Eine Studentin läuft über den Campus der Goethe-Universität Frankfurt

Pick-Up-Artists geben sich als Experten im Frauenaufreißen aus. Ein Student in Frankfurt klagte dagegen, dass eine Zeitung ihn als solchen identifizierte. Doch das war zulässig.

Ein Frankfurter Student brachte Männern in Uni-Seminaren bei, wie man seiner Meinung nach Frauen ansprechen sollte. Er war mit seiner Tätigkeit als Aufreiß-Coach nicht nur in einem Fernsehbeitrag, sondern auch auf der Internetseite seiner Agentur zu sehen.

Doch dass der Allgemeine Studierendenausschuss (AStA) der Goethe-Universität 2015 in seiner Zeitung öffentlich machte, dass er Teil der umstrittenen "Pick-up-Artist"-Szene war, wollte der Student verhindern. Er klagte gegen die Veröffentlichung.

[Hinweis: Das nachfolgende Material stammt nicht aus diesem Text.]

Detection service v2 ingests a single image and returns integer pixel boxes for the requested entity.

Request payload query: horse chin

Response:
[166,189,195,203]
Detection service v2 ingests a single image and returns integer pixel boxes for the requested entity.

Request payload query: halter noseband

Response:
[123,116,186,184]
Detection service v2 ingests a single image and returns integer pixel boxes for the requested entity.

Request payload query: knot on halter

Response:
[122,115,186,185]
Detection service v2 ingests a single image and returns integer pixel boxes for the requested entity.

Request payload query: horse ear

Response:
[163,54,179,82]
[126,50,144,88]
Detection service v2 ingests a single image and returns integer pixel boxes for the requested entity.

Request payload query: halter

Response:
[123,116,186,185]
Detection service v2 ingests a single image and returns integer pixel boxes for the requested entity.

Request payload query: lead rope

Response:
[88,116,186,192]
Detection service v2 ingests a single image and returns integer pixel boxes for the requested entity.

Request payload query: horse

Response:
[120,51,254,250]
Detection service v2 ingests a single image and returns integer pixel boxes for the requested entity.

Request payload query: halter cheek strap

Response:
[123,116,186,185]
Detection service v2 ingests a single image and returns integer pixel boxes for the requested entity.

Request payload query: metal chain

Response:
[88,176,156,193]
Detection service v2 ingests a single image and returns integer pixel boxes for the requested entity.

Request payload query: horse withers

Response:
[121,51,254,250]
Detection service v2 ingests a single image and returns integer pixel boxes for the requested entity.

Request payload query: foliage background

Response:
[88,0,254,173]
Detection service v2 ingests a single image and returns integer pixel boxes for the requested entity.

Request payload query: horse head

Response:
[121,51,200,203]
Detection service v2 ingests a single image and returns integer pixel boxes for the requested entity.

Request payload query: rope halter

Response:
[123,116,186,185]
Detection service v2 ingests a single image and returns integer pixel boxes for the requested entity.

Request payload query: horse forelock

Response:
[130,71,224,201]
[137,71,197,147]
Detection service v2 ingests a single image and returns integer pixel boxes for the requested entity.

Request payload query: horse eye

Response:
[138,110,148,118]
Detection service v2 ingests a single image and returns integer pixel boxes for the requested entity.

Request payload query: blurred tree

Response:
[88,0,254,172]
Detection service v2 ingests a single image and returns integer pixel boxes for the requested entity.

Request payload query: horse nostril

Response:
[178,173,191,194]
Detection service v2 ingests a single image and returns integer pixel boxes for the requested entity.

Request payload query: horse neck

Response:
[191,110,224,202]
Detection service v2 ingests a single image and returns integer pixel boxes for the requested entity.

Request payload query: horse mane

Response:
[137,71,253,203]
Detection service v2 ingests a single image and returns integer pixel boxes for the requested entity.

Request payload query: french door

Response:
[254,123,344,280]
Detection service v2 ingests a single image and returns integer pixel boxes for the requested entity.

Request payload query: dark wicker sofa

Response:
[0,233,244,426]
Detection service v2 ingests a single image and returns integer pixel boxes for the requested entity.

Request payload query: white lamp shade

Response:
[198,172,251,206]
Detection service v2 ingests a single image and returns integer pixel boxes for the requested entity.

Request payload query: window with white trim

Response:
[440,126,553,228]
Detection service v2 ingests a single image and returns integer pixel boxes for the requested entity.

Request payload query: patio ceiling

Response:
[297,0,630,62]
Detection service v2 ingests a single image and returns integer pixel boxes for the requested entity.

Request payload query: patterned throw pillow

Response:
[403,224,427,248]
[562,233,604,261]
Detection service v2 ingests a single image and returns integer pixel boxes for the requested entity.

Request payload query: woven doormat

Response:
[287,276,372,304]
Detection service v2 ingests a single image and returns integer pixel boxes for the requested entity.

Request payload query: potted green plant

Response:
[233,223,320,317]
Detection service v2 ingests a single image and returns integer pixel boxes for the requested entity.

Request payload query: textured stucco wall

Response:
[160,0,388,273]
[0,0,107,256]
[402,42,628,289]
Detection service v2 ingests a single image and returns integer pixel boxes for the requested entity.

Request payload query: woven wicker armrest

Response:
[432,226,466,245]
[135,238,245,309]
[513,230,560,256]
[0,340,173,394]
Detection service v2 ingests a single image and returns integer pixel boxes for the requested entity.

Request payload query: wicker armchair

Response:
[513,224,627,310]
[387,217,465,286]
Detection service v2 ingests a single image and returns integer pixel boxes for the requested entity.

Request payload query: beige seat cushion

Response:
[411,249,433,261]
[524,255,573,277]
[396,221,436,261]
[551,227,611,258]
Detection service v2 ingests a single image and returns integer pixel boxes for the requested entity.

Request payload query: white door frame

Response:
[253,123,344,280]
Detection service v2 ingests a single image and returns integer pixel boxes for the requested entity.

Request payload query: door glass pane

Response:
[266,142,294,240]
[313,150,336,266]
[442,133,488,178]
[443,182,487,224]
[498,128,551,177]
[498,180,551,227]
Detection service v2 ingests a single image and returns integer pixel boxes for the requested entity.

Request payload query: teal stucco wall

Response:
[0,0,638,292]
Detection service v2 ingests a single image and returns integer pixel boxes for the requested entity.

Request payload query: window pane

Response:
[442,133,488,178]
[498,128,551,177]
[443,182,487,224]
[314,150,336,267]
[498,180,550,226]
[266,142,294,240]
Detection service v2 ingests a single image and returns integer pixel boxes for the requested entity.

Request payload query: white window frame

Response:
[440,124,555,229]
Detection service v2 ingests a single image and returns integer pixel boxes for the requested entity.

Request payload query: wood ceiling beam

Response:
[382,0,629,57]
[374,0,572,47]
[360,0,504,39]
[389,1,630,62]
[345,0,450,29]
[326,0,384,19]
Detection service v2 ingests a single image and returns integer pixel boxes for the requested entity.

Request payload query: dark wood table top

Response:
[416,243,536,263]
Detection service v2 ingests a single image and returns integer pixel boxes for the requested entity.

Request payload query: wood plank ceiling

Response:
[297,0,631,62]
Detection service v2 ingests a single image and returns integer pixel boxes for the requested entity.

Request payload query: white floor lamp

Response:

AStA-Zeitung der Uni Frankfurt

Am Donnerstag hat das Oberlandesgericht (OLG) Frankfurt entschieden: Es war zulässig, dass die AStA-Zeitung in ihren zwei Artikeln den "Pick-up-Artist" als solchen identifizierte. In den Berichten waren ein Bild von ihm und Teile seines Namens zu sehen. Die Artikel setzten sich kritisch mit sexuellen Übergriffen auf Frauen auseinander und nannten den Einfluss von Aufreiß-Coaches als eine Ursache dafür.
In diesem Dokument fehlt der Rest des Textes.